Chris Cairns was the first to depart when he was discomfited by Stephen Harmison's extra bounce - neither the first nor the last batsman to be so surprised - and drove to gully. McCullum played and missed almost jauntily and Daniel Vettori drove with freedom.

It was the unlikely figure of Matthew Hoggard who ended their partnership of 54 by bowling McCullum with a well-shaped inswinger. Hoggard had struggled to find the appropriate length throughout the innings and, splendid team man though he is, he must have been mortified to have seen Martin Saggers bowl ahead of him on both the second and third days.

Nor had Vaughan been distracted by the cares of fatherhood; it was simply the correct decision. Almost immediately, Hoggard took his second wicket by having Daryl Tuffey plumb in front, again with a ball of fuller length.

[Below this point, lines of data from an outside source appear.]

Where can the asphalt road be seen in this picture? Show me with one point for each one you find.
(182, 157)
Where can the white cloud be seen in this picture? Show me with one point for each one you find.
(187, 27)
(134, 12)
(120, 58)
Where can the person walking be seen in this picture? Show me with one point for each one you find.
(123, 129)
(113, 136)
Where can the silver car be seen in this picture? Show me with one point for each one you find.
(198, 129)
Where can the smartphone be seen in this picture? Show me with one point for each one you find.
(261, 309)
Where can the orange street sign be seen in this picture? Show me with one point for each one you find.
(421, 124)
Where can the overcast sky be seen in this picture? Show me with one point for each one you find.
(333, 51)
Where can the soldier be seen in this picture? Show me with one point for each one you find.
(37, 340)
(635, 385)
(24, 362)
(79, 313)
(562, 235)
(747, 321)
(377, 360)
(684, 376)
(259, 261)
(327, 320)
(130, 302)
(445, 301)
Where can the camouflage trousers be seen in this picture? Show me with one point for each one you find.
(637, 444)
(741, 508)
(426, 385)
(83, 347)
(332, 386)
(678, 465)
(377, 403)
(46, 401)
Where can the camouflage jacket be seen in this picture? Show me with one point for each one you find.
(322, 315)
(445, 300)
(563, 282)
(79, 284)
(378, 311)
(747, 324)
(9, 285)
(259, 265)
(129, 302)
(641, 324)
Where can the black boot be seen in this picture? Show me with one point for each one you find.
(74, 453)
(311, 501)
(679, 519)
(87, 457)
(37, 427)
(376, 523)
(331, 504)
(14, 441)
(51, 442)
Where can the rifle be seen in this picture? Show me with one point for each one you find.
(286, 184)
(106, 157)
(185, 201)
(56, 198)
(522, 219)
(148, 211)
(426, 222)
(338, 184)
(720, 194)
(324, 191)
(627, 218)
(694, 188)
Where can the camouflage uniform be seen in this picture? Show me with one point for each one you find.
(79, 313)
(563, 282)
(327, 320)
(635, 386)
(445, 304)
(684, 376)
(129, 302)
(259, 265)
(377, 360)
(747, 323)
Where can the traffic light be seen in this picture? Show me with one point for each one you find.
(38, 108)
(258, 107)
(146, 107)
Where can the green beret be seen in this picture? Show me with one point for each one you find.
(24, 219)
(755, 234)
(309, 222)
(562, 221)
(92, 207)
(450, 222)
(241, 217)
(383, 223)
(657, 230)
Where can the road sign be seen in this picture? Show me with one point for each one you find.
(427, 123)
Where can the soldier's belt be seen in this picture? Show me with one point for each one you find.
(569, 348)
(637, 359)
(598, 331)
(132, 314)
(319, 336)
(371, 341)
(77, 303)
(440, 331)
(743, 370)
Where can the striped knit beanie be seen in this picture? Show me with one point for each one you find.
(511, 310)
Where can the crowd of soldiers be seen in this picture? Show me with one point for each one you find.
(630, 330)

It was Harmison who finished off the innings, bowling Vettori as he made a one-day amount of room. The Harmison story keeps getting better. In nine months, in the middle of which he was in danger of being written off, he has become England's leading bowler, an almost talismanic figure and someone to whom the captain will gladly throw the ball. Harmison is number two in the world rankings, but only because Muttiah Muralitharan is number one.

It took Harmison a little longer than Strauss to emerge as a significant player: about three years longer. The general consensus is that he did so at The Oval last September when he swept through South Africa's middle order. He was not at his best because like the others he failed to find a decent length but he has an aura now around which something is always likely to happen.

In the last 13 innings in which he has bowled, Harmison has taken four wickets or more in eight of them and 38.4 per cent of England's wickets in all. This is the player, let us not forget, who came home from Bangladesh last winter followed by barely suppressed suspicions expressed by "senior players" that he was swinging the lead.